Ici-bas

Comme Le Torrent Se précipite Vers La Mer, Comme Le Soleil Et La Lune Glissent Par Delà Les Montagnes Du Couchant, Comme les Jours Et Les Nuits Les Heures Et Les Instants S'enfuient, La Vie Humaine S'écoule Inexorablement. Padmasambhava (VIIIe Siècle)

Guérir La Violence


Pour Gouverner Il Faut Autre Chose Que Le Pouvoir. Le Pouvoir Ce N’est Pas Suffisant Du Tout. Vous Pouvez Nous Punir, Vous Pouvez Menacer, Mais Ça Ne Marche Pas Avec Cette Menace, Cette Punition. 

Il faut savoir parler aux gens et les écouter. Et nos leaders politiques, nos dirigeants politiques n’ont pas été entraînés dans cette voie de bonne communication. 

Il faut avant tout communiquer. Il faut avoir l’art de la communication. 

Il faut savoir parler aux gens. Il faut savoir écouter les gens. Nous avons besoin d’une dimension spirituelle dans notre vie sociale quotidienne. La vie économique ce n’est pas tout, il faut du spirituel. 

Il faut pratiquer. Il faut vivre en telle sorte que nous puissions avoir cette capacité de reconnaître la souffrance, d’embrasser la souffrance pour pouvoir la transformer ; transformer la souffrance en soi et transformer la souffrance dans l’autre personne, dans les autres personnes. 

Et la politique aussi doit avoir cette dimension spirituelle. 

Je viens d’écrire une lettre au Président du Vietnam et j’ai parlé de cela : il faut une dimension spirituelle dans votre vie politique. C’est parce qu’il y a de la souffrance, de la violence, du désespoir dans le peuple. Alors il faut faire attention à tout cela. J’ai proposé des choses concrètes afin de pouvoir amener une dimension spirituelle à la vie politique et économique. 

Il faut savoir dire des choses comme : « Chers amis, nous ne pouvons pas gouverner si vous ne nous aidez pas, il faut nous aider pour que nous puissions gouverner ». Il faut dire cela et c’est une chose vraie, il faut le soutien du peuple pour pouvoir gouverner. « Chers amis, cher peuple, nous avons besoin de vous, de votre soutien, pour pouvoir gouverner. 

Vous nous avez désignés pour faire le travail, alors nous avons besoin de vous. Il faut nous dire ce qui est dans votre cœur. Il faut nous dire ce que nous devons faire et ce que nous ne devons pas faire ».

La pratique de l’écoute profonde est essentielle pour pouvoir renouer les liens, pour pouvoir restaurer la communication, l’écoute profonde et le parler aimant. 

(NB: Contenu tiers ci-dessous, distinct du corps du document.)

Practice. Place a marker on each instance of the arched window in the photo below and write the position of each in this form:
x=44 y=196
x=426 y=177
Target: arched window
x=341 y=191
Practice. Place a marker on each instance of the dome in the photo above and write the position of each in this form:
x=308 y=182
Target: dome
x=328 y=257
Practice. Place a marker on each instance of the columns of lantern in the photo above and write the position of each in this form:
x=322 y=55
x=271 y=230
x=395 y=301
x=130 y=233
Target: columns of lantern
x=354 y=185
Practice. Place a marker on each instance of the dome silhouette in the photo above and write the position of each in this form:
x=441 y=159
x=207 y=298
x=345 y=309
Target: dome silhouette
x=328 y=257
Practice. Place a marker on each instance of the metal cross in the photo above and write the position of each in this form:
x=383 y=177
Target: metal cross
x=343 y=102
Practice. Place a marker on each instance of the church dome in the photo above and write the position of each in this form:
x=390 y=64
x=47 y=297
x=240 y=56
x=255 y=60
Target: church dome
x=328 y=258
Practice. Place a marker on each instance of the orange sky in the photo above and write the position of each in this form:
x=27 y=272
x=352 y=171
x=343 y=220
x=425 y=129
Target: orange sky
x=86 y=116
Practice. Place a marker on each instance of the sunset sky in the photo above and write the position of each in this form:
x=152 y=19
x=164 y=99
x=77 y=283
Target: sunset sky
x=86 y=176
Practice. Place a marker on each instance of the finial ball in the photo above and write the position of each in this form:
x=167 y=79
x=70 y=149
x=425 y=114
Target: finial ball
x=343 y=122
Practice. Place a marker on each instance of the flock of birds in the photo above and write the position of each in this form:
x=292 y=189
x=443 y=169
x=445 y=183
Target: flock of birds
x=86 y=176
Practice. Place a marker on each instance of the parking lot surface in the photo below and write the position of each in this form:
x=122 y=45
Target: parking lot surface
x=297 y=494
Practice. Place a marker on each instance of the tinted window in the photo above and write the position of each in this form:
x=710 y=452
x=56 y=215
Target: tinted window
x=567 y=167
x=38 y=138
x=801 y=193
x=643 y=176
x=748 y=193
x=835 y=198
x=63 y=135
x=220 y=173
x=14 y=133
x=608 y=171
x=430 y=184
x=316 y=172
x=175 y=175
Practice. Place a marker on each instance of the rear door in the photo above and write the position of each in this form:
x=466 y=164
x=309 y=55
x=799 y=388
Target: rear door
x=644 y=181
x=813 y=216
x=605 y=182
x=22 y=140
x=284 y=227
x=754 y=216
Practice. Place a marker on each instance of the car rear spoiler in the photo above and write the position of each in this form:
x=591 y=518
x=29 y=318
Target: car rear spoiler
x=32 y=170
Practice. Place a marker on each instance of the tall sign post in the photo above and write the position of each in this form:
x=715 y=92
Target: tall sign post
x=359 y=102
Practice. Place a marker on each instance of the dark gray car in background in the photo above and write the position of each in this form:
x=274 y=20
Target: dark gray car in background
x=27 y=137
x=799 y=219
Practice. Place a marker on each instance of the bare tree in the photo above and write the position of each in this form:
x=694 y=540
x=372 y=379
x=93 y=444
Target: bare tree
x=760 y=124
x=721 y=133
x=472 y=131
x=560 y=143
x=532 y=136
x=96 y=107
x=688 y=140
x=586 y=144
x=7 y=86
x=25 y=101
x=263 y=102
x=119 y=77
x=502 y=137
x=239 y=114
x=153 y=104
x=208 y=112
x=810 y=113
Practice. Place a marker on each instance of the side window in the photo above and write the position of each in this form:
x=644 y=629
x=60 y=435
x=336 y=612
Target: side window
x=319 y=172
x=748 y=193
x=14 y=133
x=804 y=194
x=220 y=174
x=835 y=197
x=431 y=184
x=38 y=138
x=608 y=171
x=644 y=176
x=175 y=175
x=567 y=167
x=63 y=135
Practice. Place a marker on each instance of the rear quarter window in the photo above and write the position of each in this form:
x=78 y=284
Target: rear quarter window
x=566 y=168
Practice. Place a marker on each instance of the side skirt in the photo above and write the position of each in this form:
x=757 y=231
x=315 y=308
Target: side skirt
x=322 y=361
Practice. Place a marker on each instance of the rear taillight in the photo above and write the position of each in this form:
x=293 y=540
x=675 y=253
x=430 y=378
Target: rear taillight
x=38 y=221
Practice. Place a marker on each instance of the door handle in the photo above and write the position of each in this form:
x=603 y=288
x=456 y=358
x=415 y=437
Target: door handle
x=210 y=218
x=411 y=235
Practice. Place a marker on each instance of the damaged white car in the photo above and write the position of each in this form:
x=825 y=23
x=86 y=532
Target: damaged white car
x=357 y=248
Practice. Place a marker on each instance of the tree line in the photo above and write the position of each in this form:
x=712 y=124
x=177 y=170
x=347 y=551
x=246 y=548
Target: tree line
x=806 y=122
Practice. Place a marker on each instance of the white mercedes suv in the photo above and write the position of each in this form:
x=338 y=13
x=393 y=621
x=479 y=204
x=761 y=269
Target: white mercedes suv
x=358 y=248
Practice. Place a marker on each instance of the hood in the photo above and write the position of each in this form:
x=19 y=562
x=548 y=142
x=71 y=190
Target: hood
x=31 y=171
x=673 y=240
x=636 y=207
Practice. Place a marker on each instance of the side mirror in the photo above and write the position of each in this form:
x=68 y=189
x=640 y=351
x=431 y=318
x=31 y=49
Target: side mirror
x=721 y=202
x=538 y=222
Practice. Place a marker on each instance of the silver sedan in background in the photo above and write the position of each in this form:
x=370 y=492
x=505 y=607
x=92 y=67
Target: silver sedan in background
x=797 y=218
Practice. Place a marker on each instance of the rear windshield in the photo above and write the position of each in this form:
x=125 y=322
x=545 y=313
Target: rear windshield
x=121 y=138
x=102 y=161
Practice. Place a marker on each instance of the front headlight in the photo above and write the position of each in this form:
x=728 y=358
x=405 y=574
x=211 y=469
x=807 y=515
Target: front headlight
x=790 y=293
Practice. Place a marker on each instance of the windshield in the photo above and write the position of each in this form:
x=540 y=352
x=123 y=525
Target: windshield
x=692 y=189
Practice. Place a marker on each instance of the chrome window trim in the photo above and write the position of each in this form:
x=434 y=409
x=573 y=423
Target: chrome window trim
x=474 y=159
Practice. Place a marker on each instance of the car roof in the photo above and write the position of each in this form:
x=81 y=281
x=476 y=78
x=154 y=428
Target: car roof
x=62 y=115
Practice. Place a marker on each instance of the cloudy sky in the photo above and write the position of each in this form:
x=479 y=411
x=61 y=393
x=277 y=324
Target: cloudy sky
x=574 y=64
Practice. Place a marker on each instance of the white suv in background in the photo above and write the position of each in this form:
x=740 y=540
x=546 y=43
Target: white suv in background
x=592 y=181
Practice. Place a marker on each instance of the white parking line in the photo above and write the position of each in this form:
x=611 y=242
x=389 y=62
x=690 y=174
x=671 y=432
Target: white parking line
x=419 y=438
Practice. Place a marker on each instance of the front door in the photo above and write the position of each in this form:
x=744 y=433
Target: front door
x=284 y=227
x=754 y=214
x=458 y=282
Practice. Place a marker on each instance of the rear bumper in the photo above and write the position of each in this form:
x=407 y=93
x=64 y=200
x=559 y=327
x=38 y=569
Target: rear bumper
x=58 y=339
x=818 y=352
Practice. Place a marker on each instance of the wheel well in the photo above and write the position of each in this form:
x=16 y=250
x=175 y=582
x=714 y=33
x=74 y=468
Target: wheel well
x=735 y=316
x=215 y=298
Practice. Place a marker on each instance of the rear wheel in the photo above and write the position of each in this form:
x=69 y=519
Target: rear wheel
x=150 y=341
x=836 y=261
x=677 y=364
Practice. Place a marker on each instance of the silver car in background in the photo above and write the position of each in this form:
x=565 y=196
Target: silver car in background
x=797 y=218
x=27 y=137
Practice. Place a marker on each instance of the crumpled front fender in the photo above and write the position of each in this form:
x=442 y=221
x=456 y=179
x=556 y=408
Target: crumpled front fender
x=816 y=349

Et si vous avez trop de violence en vous, vous ne pouvez pas faire cela, écouter avec compassion. C’est parce que la graine de colère, la graine d’irritation est trop importante en vous, alors vous ne pouvez plus écouter. 

C’est parce que le discours arrose les graines de la violence, de la haine, de la colère en vous, et vous ne pouvez plus écouter. C’est parce que le discours arrose ces graines-là. Alors il faut s’entraîner pour pouvoir écouter l’autre, en telle sorte que les graines en vous, les graines de colère, les graines de violence en vous ne soient pas arrosées même si le discours est violent. 

C’est une chose difficile, mais le Boddhisattva Avalokita a pu le faire, et beaucoup de ses disciples sont capables de le faire aussi. 

Il y a ceux et celles d’entre nous qui peuvent écouter avec compréhension, avec compassion, même si le discours est plein d’injustices, plein de colères, de jugements, de condamnations, d’accusations. 

Même si le discours est violent, on peut écouter si on a de la compassion en soi-même. Et on doit savoir comment utiliser le langage aimant afin de pouvoir communiquer ce qui est dans notre cœur. Sans ce langage aimant on ne parvient pas à communiquer, à dire ce qu’il y a dans notre cœur. 

C’est parce que sans cette manière de parler l’autre personne ne va pas pouvoir recevoir, ne va pas pouvoir écouter ce que nous voulons lui dire.

 Donc le parler aimant et l’écoute profonde, compatissante sont indispensables. 

 Il faut que nos dirigeants politiques sachent comment faire.


Extrait d’un enseignement — 
Retraite d’automne, le 13 novembre 2005, Hameau du Haut.